Поклажу навьючили на двух мулов – все остальное, что нажил за сорок лет, показалось ненужным. Двое отроков, им лично взятых в плен, служили погонщиками. А сам он отправился в путь на коне, подпоясанный мечом, но на первой же стоянке продал коня хозяину хлева, в котором они ночевали, а взамен взял смирного осла. Еще два дня добирались и даже на медлительном осле его растрясло, так что рана воспалилась. Пока слуги приводили в порядок материнский дом и конюшню, чинили ворот у колодца и очаг во дворе под навесом, он еще держался, отдавал распоряжения и сам налаживал хозяйство. Но на третий день после прибытия, лихорадка и боли усилились. Он слег. Знахарку привели только через несколько суток – рабы его говорили на хананейском, и местные жители их не понимали. Наконец, они почти насильно притащили пожилую соседку. Она согласилась приглядывать за хозяйством. Иоав посулил ей серебряную монету в конце месяца, если благодаря ее заботам, доживет до новолунья. Медные деньги на хозяйство она брала из сундучка, варила ему бульон из ягнятины, обмывала рану, принесла амулет и на ночь давала маковый отвар. Он не умер к новолунью, но и не выздоровел.
Вспоминал мать, братьев, Давида – брата матери, вскормленного ее молоком. Думал о других родственниках – огромная была семья. И что теперь? Никто даже не помнит. Будто у Иессея был только один сын, Давид, ставший царем Израилевым. Остальные погибли в битвах, умерли от старости и болезней, и они, и дети их забыты всеми. Да разве он жалеет о них?
Амессая, двоюродного брата, сам же и убил. Ведь Давид велел только найти и привести его. А Иоав сразу понял, что родич предатель, переметнулся к врагу царскому Авессалому. Приведешь его к царю – начнутся разговоры, воспоминания – того гляди, что отпустит, и враг ускользнет. Этого, конечно, царский военачальник стерпеть не мог. Заколол племянника матери мечом при дороге, переступил и пошел дальше по своим важным делам.
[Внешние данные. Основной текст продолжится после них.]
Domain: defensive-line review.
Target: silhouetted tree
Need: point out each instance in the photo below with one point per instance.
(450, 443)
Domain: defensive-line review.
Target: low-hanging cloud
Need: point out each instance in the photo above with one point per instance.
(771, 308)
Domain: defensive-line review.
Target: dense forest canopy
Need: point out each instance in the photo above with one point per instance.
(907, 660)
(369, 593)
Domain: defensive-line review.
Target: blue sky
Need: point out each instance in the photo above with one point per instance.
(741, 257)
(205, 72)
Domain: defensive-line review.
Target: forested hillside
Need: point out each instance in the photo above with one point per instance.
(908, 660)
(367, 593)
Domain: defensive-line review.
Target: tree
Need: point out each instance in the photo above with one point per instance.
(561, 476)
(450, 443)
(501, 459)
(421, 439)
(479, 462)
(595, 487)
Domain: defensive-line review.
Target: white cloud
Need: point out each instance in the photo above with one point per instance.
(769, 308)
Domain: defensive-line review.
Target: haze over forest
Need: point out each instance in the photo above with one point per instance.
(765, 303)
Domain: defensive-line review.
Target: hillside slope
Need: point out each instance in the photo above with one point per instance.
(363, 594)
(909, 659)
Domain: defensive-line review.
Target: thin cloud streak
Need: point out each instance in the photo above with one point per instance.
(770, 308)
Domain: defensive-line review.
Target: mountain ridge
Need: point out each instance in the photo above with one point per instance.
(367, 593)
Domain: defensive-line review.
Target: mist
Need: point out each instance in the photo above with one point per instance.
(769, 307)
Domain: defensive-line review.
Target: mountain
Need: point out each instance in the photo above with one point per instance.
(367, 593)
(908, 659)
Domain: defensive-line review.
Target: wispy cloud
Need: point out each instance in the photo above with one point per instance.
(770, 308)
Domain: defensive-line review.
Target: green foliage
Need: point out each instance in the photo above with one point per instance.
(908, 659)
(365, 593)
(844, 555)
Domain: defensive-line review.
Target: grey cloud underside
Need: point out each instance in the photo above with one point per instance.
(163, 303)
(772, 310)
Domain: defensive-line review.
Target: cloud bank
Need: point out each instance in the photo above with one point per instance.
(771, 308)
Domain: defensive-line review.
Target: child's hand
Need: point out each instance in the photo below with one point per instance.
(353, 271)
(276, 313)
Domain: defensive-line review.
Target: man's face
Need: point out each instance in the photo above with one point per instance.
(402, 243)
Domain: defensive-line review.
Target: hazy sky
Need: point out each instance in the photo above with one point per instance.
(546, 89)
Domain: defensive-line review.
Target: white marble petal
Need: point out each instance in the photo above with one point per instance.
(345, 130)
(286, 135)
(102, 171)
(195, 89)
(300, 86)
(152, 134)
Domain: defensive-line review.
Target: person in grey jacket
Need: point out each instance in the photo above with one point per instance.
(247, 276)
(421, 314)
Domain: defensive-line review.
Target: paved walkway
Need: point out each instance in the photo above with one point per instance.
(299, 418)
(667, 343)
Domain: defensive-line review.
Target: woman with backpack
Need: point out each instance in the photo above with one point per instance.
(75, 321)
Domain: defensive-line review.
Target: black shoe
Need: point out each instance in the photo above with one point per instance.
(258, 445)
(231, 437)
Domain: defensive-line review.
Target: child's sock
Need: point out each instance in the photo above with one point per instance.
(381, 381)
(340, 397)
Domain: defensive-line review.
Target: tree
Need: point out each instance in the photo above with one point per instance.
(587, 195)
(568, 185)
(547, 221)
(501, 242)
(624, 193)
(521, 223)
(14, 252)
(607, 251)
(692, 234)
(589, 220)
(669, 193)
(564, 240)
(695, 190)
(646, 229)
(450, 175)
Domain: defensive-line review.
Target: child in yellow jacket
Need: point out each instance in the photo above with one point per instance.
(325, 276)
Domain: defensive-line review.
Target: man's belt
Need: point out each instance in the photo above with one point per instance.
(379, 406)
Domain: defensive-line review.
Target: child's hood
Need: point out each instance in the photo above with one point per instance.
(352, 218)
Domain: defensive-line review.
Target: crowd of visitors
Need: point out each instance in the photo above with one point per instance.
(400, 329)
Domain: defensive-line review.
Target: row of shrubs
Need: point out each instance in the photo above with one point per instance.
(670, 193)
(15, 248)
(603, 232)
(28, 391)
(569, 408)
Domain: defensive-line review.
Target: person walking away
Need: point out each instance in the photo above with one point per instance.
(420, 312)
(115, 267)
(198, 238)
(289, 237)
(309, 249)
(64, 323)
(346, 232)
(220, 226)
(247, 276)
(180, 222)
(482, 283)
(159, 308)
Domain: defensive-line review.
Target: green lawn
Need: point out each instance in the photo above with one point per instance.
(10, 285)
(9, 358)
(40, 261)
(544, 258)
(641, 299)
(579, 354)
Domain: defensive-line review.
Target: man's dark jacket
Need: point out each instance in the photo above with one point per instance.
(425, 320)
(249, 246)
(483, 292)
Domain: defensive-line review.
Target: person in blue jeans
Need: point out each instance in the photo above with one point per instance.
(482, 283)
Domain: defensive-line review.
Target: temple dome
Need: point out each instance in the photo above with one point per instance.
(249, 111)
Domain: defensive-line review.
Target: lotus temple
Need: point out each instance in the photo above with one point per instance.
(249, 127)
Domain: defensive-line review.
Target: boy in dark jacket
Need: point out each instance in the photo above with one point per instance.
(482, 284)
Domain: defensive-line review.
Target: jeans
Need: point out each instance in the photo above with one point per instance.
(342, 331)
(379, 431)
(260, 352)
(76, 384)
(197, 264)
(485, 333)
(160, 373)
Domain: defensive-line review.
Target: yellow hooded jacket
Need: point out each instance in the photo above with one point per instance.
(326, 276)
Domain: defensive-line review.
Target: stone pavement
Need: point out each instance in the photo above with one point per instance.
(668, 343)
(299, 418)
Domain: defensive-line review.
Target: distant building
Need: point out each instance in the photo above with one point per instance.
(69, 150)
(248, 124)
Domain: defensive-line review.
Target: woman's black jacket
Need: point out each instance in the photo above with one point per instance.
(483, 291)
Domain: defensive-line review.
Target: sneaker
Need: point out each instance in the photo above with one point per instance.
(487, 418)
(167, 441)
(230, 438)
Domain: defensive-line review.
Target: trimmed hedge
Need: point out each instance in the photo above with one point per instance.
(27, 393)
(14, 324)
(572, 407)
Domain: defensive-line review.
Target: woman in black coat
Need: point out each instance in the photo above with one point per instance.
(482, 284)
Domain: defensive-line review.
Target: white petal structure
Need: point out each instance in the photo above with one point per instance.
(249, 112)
И Авессалома, другого своего двоюродного брата – жалкого, застрявшего в лесу, беспомощного, молившего отвести его к отцу, заколол без колебаний. Давид добрый, неосторожный, витает в облаках, его легко растрогать, он простит, а потом мятеж снова поднимет голову.
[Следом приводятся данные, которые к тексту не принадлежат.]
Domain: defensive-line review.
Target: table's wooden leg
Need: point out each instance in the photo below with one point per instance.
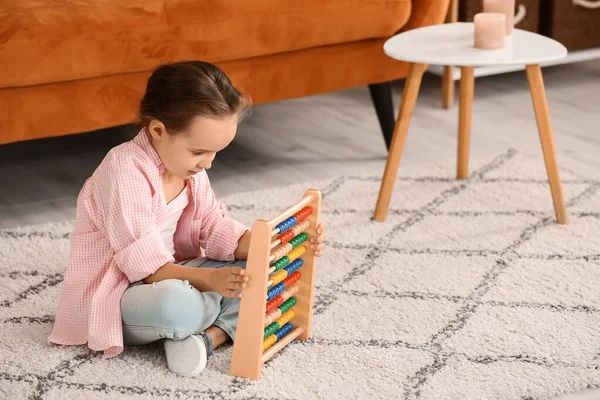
(448, 78)
(467, 88)
(542, 116)
(448, 87)
(407, 105)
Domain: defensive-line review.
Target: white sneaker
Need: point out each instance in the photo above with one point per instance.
(186, 357)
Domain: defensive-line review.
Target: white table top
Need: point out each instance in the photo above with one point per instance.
(452, 44)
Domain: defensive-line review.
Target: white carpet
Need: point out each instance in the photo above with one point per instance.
(469, 290)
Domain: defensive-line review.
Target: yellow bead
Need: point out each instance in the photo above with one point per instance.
(270, 341)
(287, 317)
(301, 227)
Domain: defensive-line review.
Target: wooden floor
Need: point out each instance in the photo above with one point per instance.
(321, 136)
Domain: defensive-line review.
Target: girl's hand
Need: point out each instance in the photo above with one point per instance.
(317, 242)
(228, 281)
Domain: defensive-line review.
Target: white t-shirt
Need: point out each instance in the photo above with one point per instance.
(169, 224)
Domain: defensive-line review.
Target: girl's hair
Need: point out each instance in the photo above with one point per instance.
(178, 92)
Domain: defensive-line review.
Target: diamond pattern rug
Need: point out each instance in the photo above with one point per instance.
(469, 290)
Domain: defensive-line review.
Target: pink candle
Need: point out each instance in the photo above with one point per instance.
(506, 7)
(489, 31)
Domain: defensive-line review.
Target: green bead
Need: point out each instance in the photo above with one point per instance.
(271, 329)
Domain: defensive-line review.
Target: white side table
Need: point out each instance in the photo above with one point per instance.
(452, 44)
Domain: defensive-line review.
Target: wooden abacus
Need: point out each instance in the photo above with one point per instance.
(281, 269)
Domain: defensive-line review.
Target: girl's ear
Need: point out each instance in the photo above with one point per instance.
(157, 129)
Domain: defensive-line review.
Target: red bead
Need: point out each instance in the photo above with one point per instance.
(290, 280)
(302, 214)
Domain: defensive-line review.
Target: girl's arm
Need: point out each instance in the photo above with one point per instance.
(222, 237)
(200, 278)
(241, 252)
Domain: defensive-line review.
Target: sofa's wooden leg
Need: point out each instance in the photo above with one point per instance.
(381, 94)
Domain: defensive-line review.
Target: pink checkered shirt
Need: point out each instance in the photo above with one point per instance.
(116, 242)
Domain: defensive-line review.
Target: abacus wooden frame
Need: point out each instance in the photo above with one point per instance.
(248, 356)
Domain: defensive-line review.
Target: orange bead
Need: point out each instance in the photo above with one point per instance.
(273, 304)
(270, 341)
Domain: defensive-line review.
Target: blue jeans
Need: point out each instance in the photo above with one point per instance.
(174, 309)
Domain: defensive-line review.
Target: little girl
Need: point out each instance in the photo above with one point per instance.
(154, 255)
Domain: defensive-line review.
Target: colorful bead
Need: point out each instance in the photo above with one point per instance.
(297, 252)
(286, 237)
(288, 293)
(270, 341)
(293, 267)
(276, 302)
(287, 328)
(271, 329)
(302, 214)
(275, 291)
(293, 278)
(287, 224)
(289, 303)
(275, 314)
(301, 227)
(282, 250)
(298, 240)
(281, 263)
(286, 317)
(278, 276)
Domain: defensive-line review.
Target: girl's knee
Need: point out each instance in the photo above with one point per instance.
(175, 300)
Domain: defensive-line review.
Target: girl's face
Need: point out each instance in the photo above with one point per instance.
(193, 150)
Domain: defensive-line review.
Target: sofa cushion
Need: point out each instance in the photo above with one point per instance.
(44, 41)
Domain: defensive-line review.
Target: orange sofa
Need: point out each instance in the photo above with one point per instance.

И Авенира убил, брата Михаль, сына царя Саула, о котором Давид потом плакал и корил своего преданного генерала. И Урию Хеттеянина. Вот кого было жаль – этот царю не изменял, за него жизни своей не щадил, а вот как вышло… Красивая жена не всякому на пользу… То же и толстяк, муж Авигеи…
Месяц за месяцем проводил Иоав на постели своей. Ослабший, мучаясь болями и бессонницей. Дошел слух, что Давид умер и погребен. Плакал о нем Иоав – как о брате своем и о брате своей матери, и о царе, и о друге, и о повелителе, которому не было и не будет равных. Царем теперь Соломон. Красивый был мальчик. Но служить ему Иоав бы не стал, даже если здоровье вернется. Нет в нем искры божьей. А в Давиде бушевал целый костер, видный и врагам и приверженцам, и женщинам его. Особенно женщинам!
День за днем, ночь за ночью лежал он слабый и безвольный. А потом в дом зашли четверо, опоясанных мечами. И как только отыскали?
- Вставай, Иоав, - сказал старший. – Приказано доставить тебя в Иерусалим.
- Я болен, - ответил старик. Ему было страшно. Может быть, в первый раз в жизни. Прежде ярость вытесняла страх. А теперь ярости не было.
- Вставай, военачальник, - повторил сотник. – Болен или нет, велено привезти. Сам знаешь – приказ.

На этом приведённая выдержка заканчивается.